Another client was struck while she was riding to work in a bike lane. A witness told police the driver turned abruptly into her without signaling or slowing.
She was struck by the car and flew over the hood, landing in the intersection, injured.
Despite the witness’s account, the driver was not cited. I have placed nine telephone calls over the course of three weeks to the officer to ask him about this decision, but he has not returned my calls.
In front of me now is a police report of a woman who was slapped by the passenger of a car that had driven up alongside her as she rode her bicycle on Campbell Avenue.
She got the license number at the next light, but police refused to track the driver down and cite him.
One final example: Another client was cycling with a friend when a passenger leaned out a truck window and threw a soft drink at him, striking him in the head. The pair caught up with the pickup at the light and were calling 911 when the driver charged them in his vehicle.
They were able to leap out of the way, but the truck ran over both bicycles and dragged them for several blocks.
A good Samaritan followed the truck, got the license number and retrieved the destroyed bicycles. Again the police refused to cite the driver!
Only after we filed a complaint and pressured police to cite this man did they act, but at his trial the police failed to show, and the city attorney settled the case without a trial.
The driver received no fine or jail time and only a few points off his license. This slap on the wrist angered many people in Tucson’s cycling community.
I cannot explain the police reluctance to protect bicyclists.
I do not understand why they will not track 911 calls by people who flee accident scenes while their victims lie bleeding.

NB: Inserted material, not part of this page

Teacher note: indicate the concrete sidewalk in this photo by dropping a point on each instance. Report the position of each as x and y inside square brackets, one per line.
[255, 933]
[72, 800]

I cannot explain why they hold harmless a driver who abruptly charges into and injures a cyclist in a bike lane or one who assaults cyclists with thrown objects.
But until something changes at the Tucson Police Department, Tucson will never deserve the cherished “platinum” status.
On the contrary, a downgrade is in order.
Erik Ryberg is a Tucson lawyer who represents bicyclists who have been injured or assaulted by motorists.